Kriesel said the Manlius Town Board will evaluate the town’s policies and the Manlius PD to see where improvements can be made.
Parents speak out
While Kriesel is white, she has two daughters, Alianna and Vivienne, with Tyrell Burke of Syracuse, who is black. At the protest, Kriesel shared Burke’s story of being followed by Manlius Police as he drove their daughters to Kriesel’s home on a recent Sunday evening. According to Burke, the police pulled him over after he left Kriesel’s house and said they believed he was intoxicated.
“My 6-year-old daughter said, ‘We are scared for Daddy and the police,’” Kriesel said. “If he was intoxicated, why would they have let him drive all the way from DeWitt, followed him for several miles all the way to my house and then let him sit there? They pulled him over because they were wondering what a black man was doing in Manlius at 9 o’clock on a Sunday night.”
“Happens all the time,” someone called from the crowd.
Kriesel said it was not the first time Burke had been mistreated by police, and Burke has filed a complaint against the two officers who followed him.
“They were not kind to him and they followed him and they stalked him and they scared my daughters,” Kriesel said. “They didn’t pull him from his car. They didn’t stand on his neck for eight and a half minutes and watch the life go out of him — they didn’t do that, but they did something else. I’m glad Tyrell wasn’t killed, but he could have been.”
Tyrell Burke attended the Manlius protest as well with his current partner and their young son in tow.
“It’s important for people to show up and show solidarity. [We’ve had] enough of the profiling and the injustices going on,” he said.
Burke said raising children in the FM community has been largely positive, but there is room for improvement. The police department could use more racial sensitivity training and experience interacting with people of color, he said.
“It’s a joy, it’s been welcoming, but there is a fear in them not because of what they contribute to the community but because of their skin color,” he said.
Burke said police brutality against people of color is not a new issue, but the advent of social media and smartphones has allowed news of such incidents to spread more quickly and widely.
“It’s been going on without technology.

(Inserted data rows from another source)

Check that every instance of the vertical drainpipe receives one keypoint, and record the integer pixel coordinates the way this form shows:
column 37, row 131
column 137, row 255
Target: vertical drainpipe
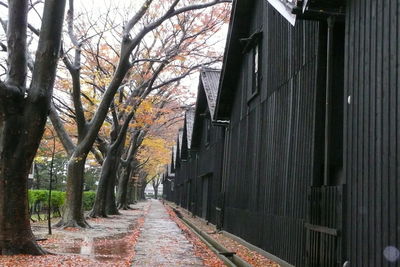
column 328, row 96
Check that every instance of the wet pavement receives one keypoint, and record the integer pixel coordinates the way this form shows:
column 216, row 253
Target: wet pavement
column 162, row 242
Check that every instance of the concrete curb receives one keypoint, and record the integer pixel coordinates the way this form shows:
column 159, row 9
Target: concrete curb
column 268, row 255
column 224, row 254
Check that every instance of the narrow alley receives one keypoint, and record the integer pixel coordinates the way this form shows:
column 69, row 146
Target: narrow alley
column 162, row 242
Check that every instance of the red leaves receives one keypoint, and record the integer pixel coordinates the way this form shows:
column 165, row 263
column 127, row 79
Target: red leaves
column 105, row 251
column 250, row 256
column 200, row 249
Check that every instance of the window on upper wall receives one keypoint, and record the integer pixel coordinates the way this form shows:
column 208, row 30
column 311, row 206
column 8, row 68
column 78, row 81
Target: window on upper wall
column 253, row 53
column 208, row 131
column 255, row 70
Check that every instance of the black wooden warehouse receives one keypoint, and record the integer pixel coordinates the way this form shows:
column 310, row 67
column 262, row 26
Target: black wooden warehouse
column 311, row 157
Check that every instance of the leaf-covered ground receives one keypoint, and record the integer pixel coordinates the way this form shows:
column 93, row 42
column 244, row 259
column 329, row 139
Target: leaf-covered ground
column 248, row 255
column 110, row 242
column 201, row 250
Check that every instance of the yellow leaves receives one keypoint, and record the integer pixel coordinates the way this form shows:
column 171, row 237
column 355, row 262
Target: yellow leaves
column 180, row 58
column 154, row 150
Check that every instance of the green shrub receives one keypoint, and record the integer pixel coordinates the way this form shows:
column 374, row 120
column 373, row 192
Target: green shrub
column 88, row 199
column 40, row 198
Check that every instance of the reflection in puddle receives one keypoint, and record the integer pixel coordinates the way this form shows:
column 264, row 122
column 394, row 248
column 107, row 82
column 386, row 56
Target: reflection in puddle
column 102, row 249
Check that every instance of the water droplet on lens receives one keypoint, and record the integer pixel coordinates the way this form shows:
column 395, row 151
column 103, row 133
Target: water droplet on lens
column 391, row 253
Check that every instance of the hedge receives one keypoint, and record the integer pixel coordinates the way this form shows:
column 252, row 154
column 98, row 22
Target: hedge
column 40, row 198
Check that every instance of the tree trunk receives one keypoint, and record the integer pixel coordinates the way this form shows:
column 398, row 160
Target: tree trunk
column 111, row 206
column 15, row 232
column 123, row 183
column 155, row 192
column 73, row 213
column 99, row 206
column 23, row 115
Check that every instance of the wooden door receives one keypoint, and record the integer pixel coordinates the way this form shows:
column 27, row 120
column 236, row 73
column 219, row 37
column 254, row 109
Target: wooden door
column 324, row 226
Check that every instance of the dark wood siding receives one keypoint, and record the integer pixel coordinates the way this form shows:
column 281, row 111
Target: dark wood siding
column 270, row 155
column 372, row 163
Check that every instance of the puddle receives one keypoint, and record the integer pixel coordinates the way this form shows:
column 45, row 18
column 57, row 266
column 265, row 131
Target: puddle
column 101, row 249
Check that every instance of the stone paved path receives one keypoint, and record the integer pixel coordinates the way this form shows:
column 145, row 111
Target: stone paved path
column 162, row 242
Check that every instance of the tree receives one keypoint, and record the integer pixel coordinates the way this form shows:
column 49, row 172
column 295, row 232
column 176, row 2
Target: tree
column 156, row 183
column 23, row 114
column 134, row 32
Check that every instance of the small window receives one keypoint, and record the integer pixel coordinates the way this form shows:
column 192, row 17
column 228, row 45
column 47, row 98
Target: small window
column 254, row 76
column 208, row 131
column 256, row 69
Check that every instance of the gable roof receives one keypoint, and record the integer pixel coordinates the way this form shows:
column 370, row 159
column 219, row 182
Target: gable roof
column 209, row 80
column 189, row 120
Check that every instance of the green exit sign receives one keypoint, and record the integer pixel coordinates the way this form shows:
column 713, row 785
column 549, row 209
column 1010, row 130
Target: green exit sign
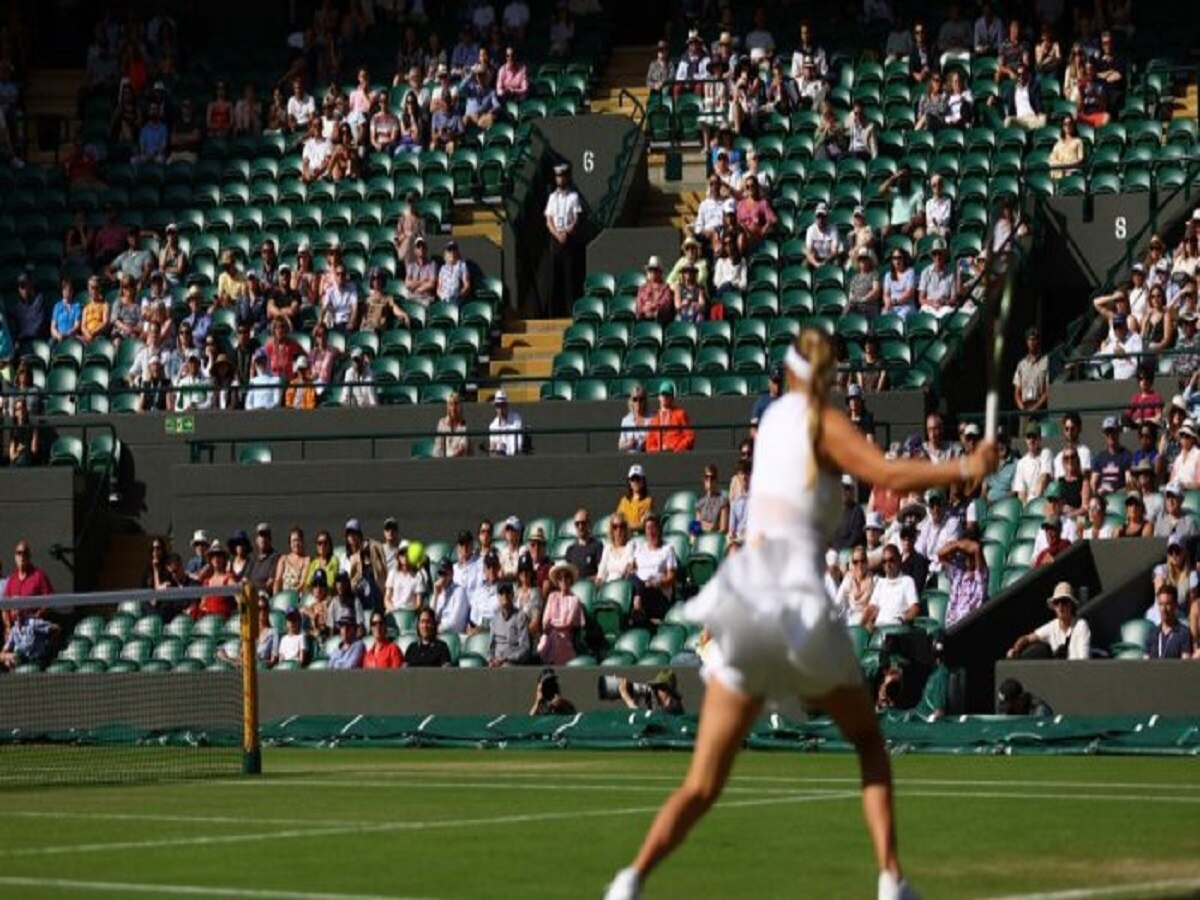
column 180, row 424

When you see it, you believe it — it’s not just folklore,” he said. “I’m 40. I was around for Rodney King.”
Sami Abdul-Malak, the father of Leila and Ziad Abdul-Malak, said he has had to tell his children to take “extra caution” when driving, dealing with police and in his son Ziad’s case, interacting with girls.
“There are conversations that I have to have with them that I wouldn’t if they were white,” he said. “The fact that they’re black, it takes a certain direction.”
Sami Abdul-Malak said white parents should be cognizant of the privilege their children have.
“There are some obstacles cast upon them by society that their own kids will not be facing,” he said.
Christabel Osei-Bobie Sheldon, whose daughter Simone Sheldon helped organize the protest, is the daughter of Ghanaian immigrants and is the director of the McNair Scholars program at Syracuse University. She spoke of the difficulties black people face in a racist society.
“Our ability to navigate our blackness and black bodies in many spaces takes daily, tiresome and emotionally taxing work,” she said. “Imagine what it feels like to wake up countless mornings to images of black and brown people being beaten, choked, hunted, shot and kneeled to death. Imagine watching your children cry as others call black people ‘animals’ in the year 2020. The sorrow, the anguish and the hurt are palpable.”
Sheldon said platitudes such as “all lives matter” and “I don’t see color” erase the experiences of black people.
“Although it may be well-meaning, it dismisses and ignores systematic injustices that discredits black lives and experiences — lives that are seen as dispensable,” she said. “We are not dispensable. We matter. Black lives matter.”